L'arrivée des survivants à destination - des églises et des bâtiments désaffectés des Landes, du Gers, du Lot-et-Garonne, des Hautes-Pyrénées et du Béarn, jusqu’au Cantal et en Lauraguais - ne signifia aucunement la fin de leur supplice, bien au contraire.
Le 24 mai 1794, les autorités révolutionnaires décidèrent que les déportés seraient soumis à des travaux forcés, publics ou chez les particuliers.
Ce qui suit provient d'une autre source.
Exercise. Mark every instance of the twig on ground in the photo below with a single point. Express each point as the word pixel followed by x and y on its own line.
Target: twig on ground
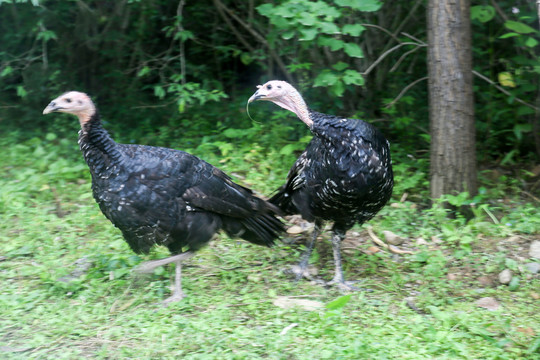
pixel 391 248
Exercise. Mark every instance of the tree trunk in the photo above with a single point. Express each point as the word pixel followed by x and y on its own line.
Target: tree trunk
pixel 451 106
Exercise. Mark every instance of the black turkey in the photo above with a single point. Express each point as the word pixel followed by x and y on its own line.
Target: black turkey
pixel 159 196
pixel 343 176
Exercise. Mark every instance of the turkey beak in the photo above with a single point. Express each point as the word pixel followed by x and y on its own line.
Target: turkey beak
pixel 52 107
pixel 255 97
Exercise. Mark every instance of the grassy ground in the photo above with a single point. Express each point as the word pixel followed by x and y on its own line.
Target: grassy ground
pixel 240 304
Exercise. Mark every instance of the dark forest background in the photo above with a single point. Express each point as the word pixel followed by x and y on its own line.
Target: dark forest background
pixel 178 74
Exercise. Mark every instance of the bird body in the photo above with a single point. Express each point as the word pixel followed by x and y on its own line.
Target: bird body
pixel 344 175
pixel 160 196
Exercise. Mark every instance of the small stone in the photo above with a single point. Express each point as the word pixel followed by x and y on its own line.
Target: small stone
pixel 392 238
pixel 372 250
pixel 295 229
pixel 534 251
pixel 505 277
pixel 533 268
pixel 286 302
pixel 485 281
pixel 488 303
pixel 436 240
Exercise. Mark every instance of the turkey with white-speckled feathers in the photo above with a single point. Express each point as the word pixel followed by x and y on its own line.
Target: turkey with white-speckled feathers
pixel 160 196
pixel 344 175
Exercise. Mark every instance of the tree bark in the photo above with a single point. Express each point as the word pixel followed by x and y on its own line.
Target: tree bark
pixel 451 105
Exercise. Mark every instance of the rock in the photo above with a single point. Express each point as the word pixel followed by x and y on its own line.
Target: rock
pixel 392 238
pixel 533 268
pixel 534 251
pixel 372 250
pixel 505 276
pixel 286 302
pixel 485 281
pixel 295 229
pixel 82 266
pixel 488 303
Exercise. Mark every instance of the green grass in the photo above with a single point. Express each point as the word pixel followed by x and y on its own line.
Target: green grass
pixel 49 220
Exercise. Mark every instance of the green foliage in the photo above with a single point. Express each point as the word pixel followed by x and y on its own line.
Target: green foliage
pixel 321 24
pixel 109 312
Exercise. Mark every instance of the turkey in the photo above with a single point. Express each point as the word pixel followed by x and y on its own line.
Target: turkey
pixel 159 196
pixel 344 175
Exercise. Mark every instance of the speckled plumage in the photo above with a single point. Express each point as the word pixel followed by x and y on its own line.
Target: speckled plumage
pixel 344 175
pixel 169 197
pixel 159 196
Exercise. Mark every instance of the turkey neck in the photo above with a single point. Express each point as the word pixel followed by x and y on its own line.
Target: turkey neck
pixel 99 150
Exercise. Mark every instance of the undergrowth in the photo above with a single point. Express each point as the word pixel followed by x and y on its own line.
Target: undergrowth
pixel 417 306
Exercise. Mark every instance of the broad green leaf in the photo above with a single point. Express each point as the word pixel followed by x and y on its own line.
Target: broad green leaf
pixel 329 28
pixel 353 50
pixel 518 27
pixel 307 19
pixel 353 77
pixel 7 70
pixel 338 88
pixel 506 79
pixel 308 34
pixel 340 66
pixel 21 92
pixel 145 70
pixel 246 58
pixel 338 303
pixel 159 92
pixel 325 78
pixel 265 9
pixel 531 42
pixel 507 35
pixel 333 44
pixel 288 35
pixel 353 29
pixel 519 129
pixel 482 13
pixel 362 5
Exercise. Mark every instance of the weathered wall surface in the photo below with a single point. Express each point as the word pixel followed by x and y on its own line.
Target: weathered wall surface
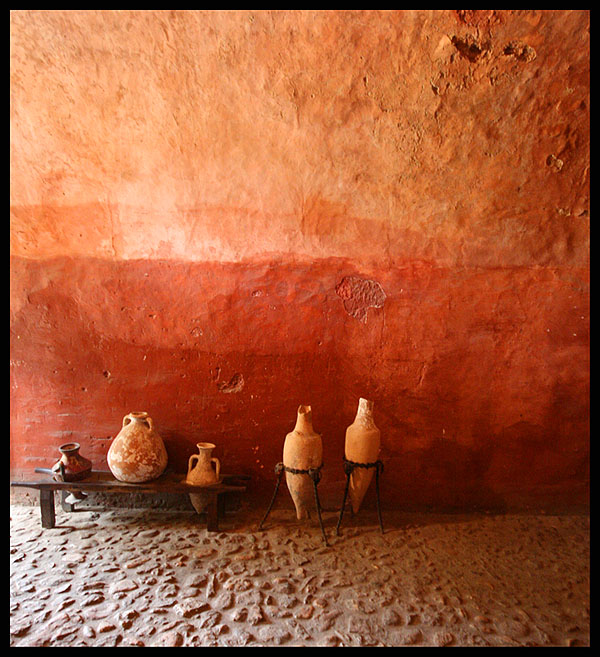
pixel 218 216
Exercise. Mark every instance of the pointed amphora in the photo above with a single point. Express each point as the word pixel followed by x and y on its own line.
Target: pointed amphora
pixel 302 450
pixel 363 441
pixel 202 473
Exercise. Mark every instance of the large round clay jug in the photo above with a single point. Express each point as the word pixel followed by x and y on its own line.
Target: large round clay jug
pixel 363 441
pixel 302 450
pixel 137 454
pixel 201 473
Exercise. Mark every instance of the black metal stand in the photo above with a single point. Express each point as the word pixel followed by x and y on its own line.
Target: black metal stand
pixel 314 474
pixel 349 467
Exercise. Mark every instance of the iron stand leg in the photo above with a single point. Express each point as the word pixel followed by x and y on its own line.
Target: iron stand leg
pixel 279 471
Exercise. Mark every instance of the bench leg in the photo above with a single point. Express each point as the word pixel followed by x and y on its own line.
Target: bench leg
pixel 212 514
pixel 47 508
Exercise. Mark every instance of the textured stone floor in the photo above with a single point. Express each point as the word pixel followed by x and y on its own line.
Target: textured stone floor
pixel 141 577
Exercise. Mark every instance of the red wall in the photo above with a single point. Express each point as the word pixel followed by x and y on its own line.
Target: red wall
pixel 218 216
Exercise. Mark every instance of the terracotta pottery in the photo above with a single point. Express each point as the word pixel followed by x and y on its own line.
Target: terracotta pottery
pixel 71 466
pixel 302 450
pixel 201 473
pixel 137 454
pixel 363 441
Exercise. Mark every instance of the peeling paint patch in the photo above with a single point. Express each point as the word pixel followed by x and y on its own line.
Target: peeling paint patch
pixel 360 294
pixel 235 384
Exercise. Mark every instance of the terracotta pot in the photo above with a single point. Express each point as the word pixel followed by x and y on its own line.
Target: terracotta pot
pixel 71 466
pixel 137 454
pixel 201 473
pixel 363 441
pixel 302 450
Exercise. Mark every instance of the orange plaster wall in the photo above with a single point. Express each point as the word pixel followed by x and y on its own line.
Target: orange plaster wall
pixel 193 192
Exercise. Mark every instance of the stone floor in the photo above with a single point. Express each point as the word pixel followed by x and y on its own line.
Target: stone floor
pixel 143 577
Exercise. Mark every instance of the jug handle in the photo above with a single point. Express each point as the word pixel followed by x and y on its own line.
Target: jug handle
pixel 217 465
pixel 147 420
pixel 192 457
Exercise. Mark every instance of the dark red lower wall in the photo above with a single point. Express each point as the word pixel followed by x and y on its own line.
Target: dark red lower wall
pixel 480 377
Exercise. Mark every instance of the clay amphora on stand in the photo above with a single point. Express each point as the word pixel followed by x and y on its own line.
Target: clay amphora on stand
pixel 137 454
pixel 302 450
pixel 71 466
pixel 363 440
pixel 201 473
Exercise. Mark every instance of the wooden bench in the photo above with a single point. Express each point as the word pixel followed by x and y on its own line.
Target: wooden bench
pixel 104 482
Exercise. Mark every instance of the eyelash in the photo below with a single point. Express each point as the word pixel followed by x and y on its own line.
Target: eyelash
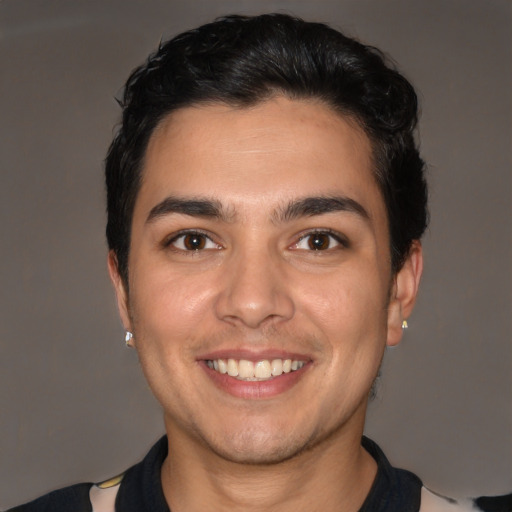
pixel 171 241
pixel 333 235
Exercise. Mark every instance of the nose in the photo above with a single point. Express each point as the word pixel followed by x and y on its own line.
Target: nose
pixel 255 291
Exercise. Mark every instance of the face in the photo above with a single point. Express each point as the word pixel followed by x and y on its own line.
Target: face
pixel 260 291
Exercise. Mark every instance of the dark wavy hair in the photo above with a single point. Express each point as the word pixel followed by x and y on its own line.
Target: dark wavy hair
pixel 241 61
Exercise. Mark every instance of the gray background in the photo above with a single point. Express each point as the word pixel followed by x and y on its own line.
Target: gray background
pixel 73 405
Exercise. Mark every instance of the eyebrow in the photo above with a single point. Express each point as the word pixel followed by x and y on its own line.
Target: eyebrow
pixel 211 208
pixel 320 205
pixel 194 207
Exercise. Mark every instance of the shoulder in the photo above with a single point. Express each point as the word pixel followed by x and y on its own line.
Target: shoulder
pixel 74 498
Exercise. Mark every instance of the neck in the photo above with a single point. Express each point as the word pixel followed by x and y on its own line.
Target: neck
pixel 336 474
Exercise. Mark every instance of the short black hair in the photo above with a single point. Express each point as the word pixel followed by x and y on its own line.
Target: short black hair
pixel 242 61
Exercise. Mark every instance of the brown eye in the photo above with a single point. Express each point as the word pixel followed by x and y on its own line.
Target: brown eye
pixel 319 241
pixel 194 242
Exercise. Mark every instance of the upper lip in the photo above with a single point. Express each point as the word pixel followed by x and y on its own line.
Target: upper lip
pixel 253 355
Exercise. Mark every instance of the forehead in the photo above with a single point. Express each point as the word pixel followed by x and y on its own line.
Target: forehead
pixel 259 156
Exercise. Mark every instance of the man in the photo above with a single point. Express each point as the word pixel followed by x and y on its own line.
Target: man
pixel 266 201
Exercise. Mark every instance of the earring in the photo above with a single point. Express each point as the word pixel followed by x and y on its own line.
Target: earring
pixel 128 338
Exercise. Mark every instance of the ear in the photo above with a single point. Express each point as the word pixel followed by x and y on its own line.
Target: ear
pixel 404 292
pixel 120 289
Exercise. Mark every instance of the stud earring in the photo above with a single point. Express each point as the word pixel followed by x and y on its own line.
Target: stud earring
pixel 128 338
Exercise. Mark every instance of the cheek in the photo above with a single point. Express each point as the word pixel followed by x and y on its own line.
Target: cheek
pixel 169 304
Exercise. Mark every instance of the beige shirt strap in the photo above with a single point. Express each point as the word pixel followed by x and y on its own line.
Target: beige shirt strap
pixel 103 496
pixel 432 502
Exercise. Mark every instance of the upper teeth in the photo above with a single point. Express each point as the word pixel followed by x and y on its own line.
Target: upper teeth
pixel 261 370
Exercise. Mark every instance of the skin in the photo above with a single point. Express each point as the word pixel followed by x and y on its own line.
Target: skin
pixel 258 287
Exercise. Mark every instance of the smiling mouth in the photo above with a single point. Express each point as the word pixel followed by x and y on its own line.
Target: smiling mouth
pixel 265 369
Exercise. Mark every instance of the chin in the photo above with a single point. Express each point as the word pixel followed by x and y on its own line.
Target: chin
pixel 253 447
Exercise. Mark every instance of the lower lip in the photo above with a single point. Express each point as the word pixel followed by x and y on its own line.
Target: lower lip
pixel 254 390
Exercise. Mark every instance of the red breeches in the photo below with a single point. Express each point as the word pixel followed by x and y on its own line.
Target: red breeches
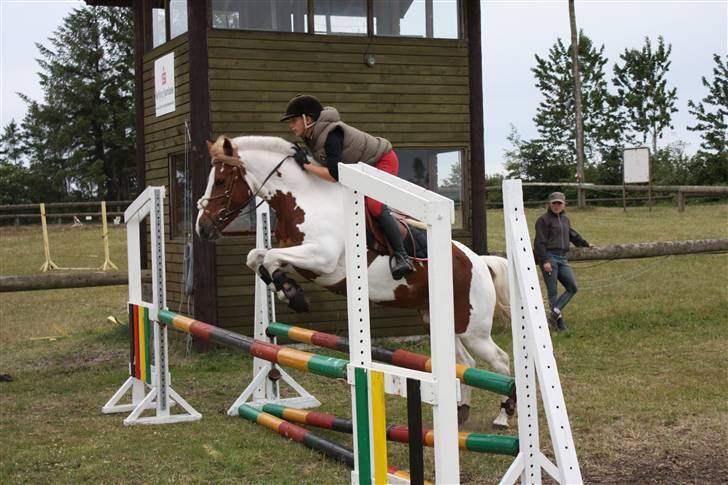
pixel 390 164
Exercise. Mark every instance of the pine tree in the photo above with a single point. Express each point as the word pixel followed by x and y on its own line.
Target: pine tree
pixel 710 164
pixel 644 97
pixel 11 148
pixel 555 118
pixel 80 137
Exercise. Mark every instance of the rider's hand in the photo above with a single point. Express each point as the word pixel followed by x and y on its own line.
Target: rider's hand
pixel 300 157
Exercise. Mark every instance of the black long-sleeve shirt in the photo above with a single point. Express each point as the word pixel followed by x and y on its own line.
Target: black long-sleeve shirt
pixel 334 146
pixel 553 233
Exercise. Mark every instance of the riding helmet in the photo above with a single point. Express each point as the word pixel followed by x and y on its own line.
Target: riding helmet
pixel 303 104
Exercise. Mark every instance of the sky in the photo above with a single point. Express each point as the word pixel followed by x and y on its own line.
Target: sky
pixel 513 32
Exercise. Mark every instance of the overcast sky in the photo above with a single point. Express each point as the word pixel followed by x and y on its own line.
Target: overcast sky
pixel 513 31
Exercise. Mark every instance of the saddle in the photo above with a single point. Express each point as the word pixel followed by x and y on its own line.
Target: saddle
pixel 414 238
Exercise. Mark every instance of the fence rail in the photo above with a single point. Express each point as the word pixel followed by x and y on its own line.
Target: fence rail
pixel 59 211
pixel 681 191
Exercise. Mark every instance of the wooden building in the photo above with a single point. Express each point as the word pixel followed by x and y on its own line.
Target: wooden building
pixel 407 70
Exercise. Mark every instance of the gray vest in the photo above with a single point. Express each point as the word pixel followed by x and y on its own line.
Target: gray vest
pixel 358 145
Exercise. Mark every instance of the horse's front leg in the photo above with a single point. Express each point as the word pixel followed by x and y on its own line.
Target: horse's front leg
pixel 255 262
pixel 310 257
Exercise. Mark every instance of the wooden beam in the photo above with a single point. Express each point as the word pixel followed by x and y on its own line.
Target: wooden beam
pixel 55 281
pixel 645 250
pixel 205 269
pixel 477 142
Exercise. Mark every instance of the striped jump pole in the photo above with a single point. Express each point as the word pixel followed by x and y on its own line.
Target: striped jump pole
pixel 306 361
pixel 307 438
pixel 472 376
pixel 477 442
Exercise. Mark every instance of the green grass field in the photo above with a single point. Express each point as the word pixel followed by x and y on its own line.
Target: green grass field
pixel 644 372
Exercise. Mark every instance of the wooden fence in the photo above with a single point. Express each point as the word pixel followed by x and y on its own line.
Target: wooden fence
pixel 679 192
pixel 59 211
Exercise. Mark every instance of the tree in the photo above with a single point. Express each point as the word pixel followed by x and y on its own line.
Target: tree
pixel 11 148
pixel 80 137
pixel 710 164
pixel 713 119
pixel 641 85
pixel 555 116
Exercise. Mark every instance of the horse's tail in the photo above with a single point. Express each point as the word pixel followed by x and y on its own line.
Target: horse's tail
pixel 499 271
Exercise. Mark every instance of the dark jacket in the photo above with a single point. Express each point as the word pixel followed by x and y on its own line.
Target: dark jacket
pixel 553 234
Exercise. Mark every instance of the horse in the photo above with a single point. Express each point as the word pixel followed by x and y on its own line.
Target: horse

Les Basques ne pouvaient quitter la commune à laquelle ils étaient assignés, sous peine d’être mis aux fers pendant six ans pour les hommes, ou six ans de prison pour les femmes, avec au préalable, une exposition d'une heure pendant trois jours « sur l'échafaud, au regard du peuple ».
Le supplice des déportés basques prit fin à partir du 28 septembre 1794, quand les survivants furent autorisés à rentrer chez eux. Les déportés trouvèrent leurs maisons dévastées, pillées et brûlées, la terre en friche ou les récoltes volées, les bourgs vidés de leur population. La ruine était totale. De timides mesures de répartition n'aboutirent pratiquement jamais, quelques responsables furent vaguement inquiétés. Il ne nous reste de cette terrible époque que des chants comme celui des fugitifs de Sare « Sarako iheslarien Kantua ».